Opinion: The BCA masquerading as an advocate for climate action is beyond farcical

bca

Business Council of Australia CEO Jennifer Westacott. Source: AAP Image/Dan Himbrechts

The Business Council’s “Seize the moment” report — or is it “Realising our full potential”, or “Living on borrowed time” — comes so heavily laden with irony it’s hard to go more than a few pages without stopping and marvelling at the front of these greedy spivs.

For example, the BCA invokes, in support of its usual demands of company tax cuts, polling that it says shows “most Australians think they pay too much tax, and don’t believe the government spends taxpayers’ money effectively. They are also concerned that a high company tax rate in Australia will make local businesses less competitive, resulting in lower economic growth, fewer job opportunities and businesses moving offshore”.

Yep, sounds plausible — Australians are kept awake at night by the idea that big corporations are paying too much tax. Who did the polling for “Seize our full potential”? Why, the Liberal Party’s own campaign strategy powerhouse (and top-flight state capture agency) C|T Group. The BCA’s new head might be a former senior Liberal staffer. It might use the Liberals’ own campaign outfit. It might have employed Liberal figures to run Liberal-aligned campaigns.

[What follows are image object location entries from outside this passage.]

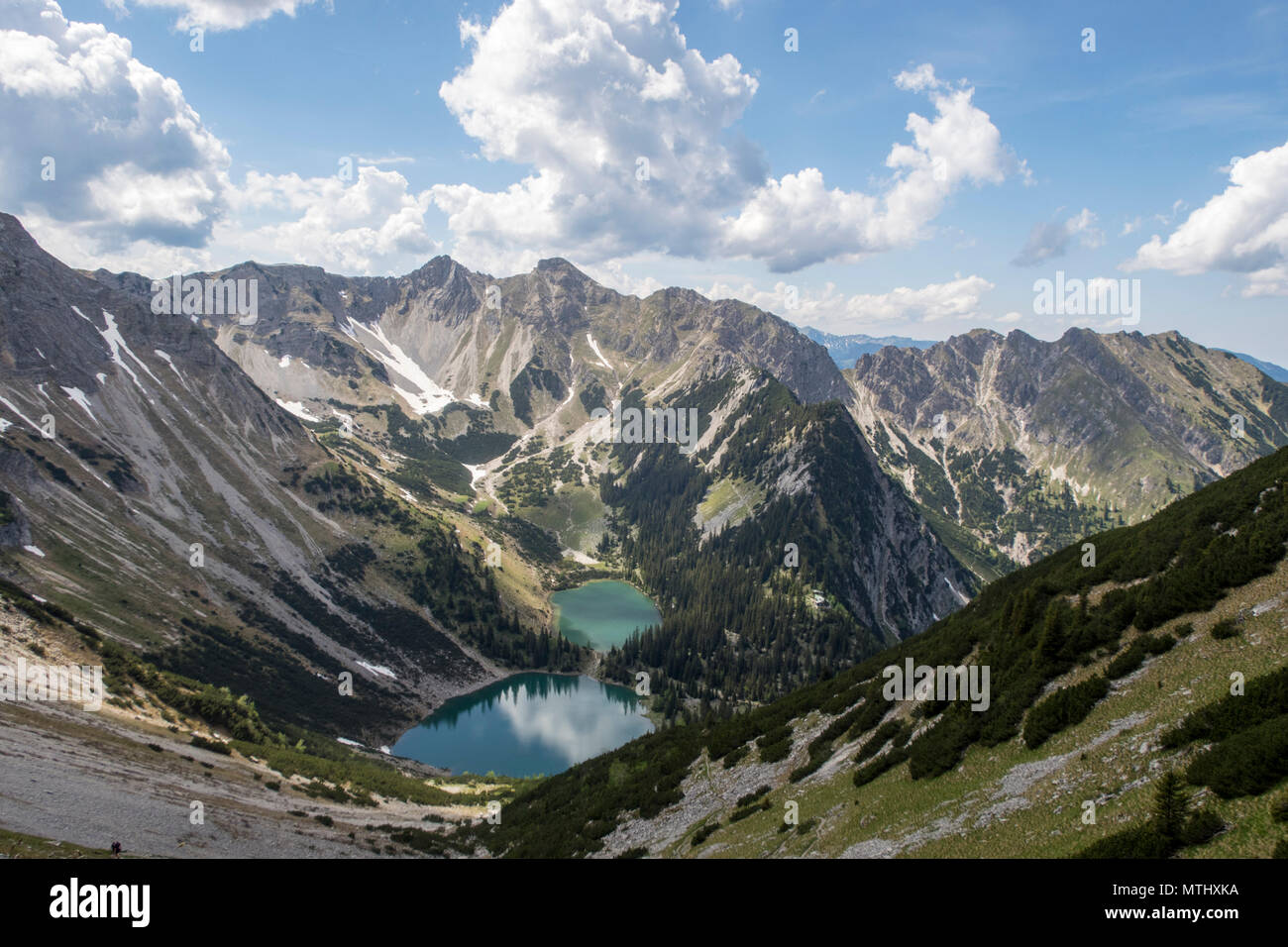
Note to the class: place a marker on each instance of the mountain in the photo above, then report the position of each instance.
(151, 487)
(780, 547)
(1102, 680)
(476, 394)
(1275, 371)
(348, 453)
(1017, 447)
(846, 350)
(518, 348)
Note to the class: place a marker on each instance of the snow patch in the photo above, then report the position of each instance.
(378, 669)
(116, 343)
(296, 407)
(597, 354)
(430, 397)
(168, 361)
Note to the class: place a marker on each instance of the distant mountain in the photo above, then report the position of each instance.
(1275, 371)
(1081, 686)
(469, 399)
(845, 350)
(778, 501)
(1022, 446)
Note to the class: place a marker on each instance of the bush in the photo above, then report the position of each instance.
(211, 745)
(1201, 828)
(1129, 843)
(734, 757)
(1065, 707)
(1245, 764)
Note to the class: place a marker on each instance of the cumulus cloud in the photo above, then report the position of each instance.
(374, 224)
(1243, 230)
(223, 14)
(97, 141)
(1051, 239)
(631, 142)
(837, 312)
(137, 182)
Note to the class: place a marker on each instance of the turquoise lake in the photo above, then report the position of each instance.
(527, 724)
(603, 613)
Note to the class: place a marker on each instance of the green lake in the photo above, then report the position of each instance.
(527, 724)
(603, 613)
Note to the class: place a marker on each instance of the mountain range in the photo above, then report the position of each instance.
(378, 482)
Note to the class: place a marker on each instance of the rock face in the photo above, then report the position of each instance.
(166, 497)
(1021, 446)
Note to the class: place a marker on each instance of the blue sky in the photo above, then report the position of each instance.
(771, 170)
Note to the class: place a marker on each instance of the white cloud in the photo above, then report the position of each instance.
(373, 226)
(1051, 239)
(837, 312)
(140, 183)
(130, 158)
(1241, 230)
(587, 91)
(224, 14)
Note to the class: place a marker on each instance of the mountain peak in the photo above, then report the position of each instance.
(558, 264)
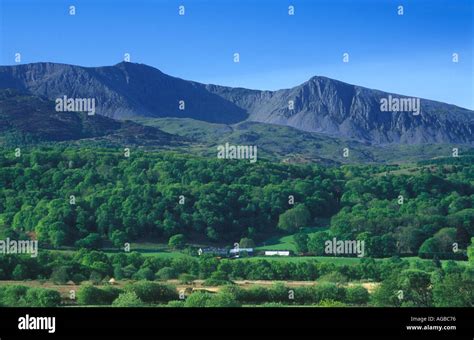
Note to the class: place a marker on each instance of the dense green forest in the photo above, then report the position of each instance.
(422, 283)
(66, 196)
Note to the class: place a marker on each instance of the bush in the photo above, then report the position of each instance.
(90, 295)
(91, 241)
(13, 296)
(166, 273)
(357, 295)
(197, 299)
(329, 291)
(205, 299)
(175, 304)
(144, 274)
(127, 299)
(40, 297)
(152, 292)
(21, 296)
(186, 278)
(177, 241)
(222, 300)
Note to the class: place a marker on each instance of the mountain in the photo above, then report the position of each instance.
(122, 91)
(29, 119)
(342, 110)
(321, 104)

But don’t dare suggest the BCA is just a Liberal Party front.

While the C|T Group findings offer such profound insights as “nine in 10 Australians agree that spending on research and development is vital to give us a competitive edge”, the irony deepens when you read in “Living the full moment” that “half of all Australians believe successive governments over the past 20 years have failed to outline a clear plan and vision for the nation”. Given that the Coalition has been in power for 13 of those years, and C|T Group and its previous iterations were their primary campaign strategisers that whole time, that seems a rather damning self-indictment.

But the irony starts plunging to Mariana-like depths on the issue of climate action, given C|T Group’s role with the Liberal Party and News Corp over the past two decades of demonising any climate action of any kind. “Almost two-thirds of Australians support reducing carbon emissions to meet net zero by 2050,” the BCA quotes C|T Group as claiming, sadly omitting the caveat that that is in spite of the best efforts of C|T Group.

But then the BCA talking about climate action and the need to reach decarbonisation targets is equally ironic. The BCA is — after the Coalition, News Corp and the big fossil fuel companies — the biggest climate saboteur in Australia, despite its blithe insistence that it supports climate action of some vague, unspecified kind. Let’s run through the BCA’s climate positions over the past 20 years:

  • Opposed the ratification of the Kyoto protocols in 2007;
  • Opposed the Rudd government’s carbon pollution reduction scheme;
  • Opposed the Rudd government’s emissions abatement targets;
  • Opposed the Gillard government’s carbon pricing scheme;
  • “Welcomed” the repeal of the carbon pricing scheme by the Abbott government;
  • Demanded the removal of the renewable energy target;
  • Opposed any possibility of the Coalition’s version of the safeguard mechanism actually having some impact;
  • Opposed Labor’s 45% by 2030 emissions reduction target as “economy wrecking”.

The BCA masquerading as an advocate for climate action is beyond farcical — it’s the equivalent of the arsonist lamenting the damage caused by the fire they lit.

And what action does the BCA want on climate? It wants more gas, and it wants carbon capture and storage — which, oddly enough, is exactly what its members such as Origin, Woodside and the big fossil-fuel multinationals like Shell and BP want as well. It quotes C|T Group to declare “more than half of Australians surveyed by the BCA said they supported more investment and government approvals for gas projects to achieve net-zero emissions by 2050, with 20% in strong agreement and just 7% strongly disagreeing”. C|T Group’s links with the world’s biggest fossil fuel companies are well known.

Really, this is simply a continuation of what the BCA has been doing on climate for two decades: vaguely supporting the principle of climate action, but opposing any policy that might actually curb the emissions — and the profits — of its members.

One of the few mentions of inflation in the hundreds of pages of “Seizing the borrowed potential” — a subject otherwise absent from it, as noted yesterday — occurs in the energy section: “Australia’s domestic energy prices have increased dramatically as a result of Russia’s invasion of Ukraine in 2022. This was made worse by historically wet weather in Australia and the structural problems facing our energy system as we decarbonise.”

No mention of the profiteering and price-gouging by energy producers or retailers who make up its members; no mention of how that profit-driven energy inflation has forced prices of other businesses up, in turn driving higher overall inflation across the economy — all to the benefit of energy company shareholders.

But then the BCA has never been honest in the past when it comes to energy and climate. It’s not about to start now.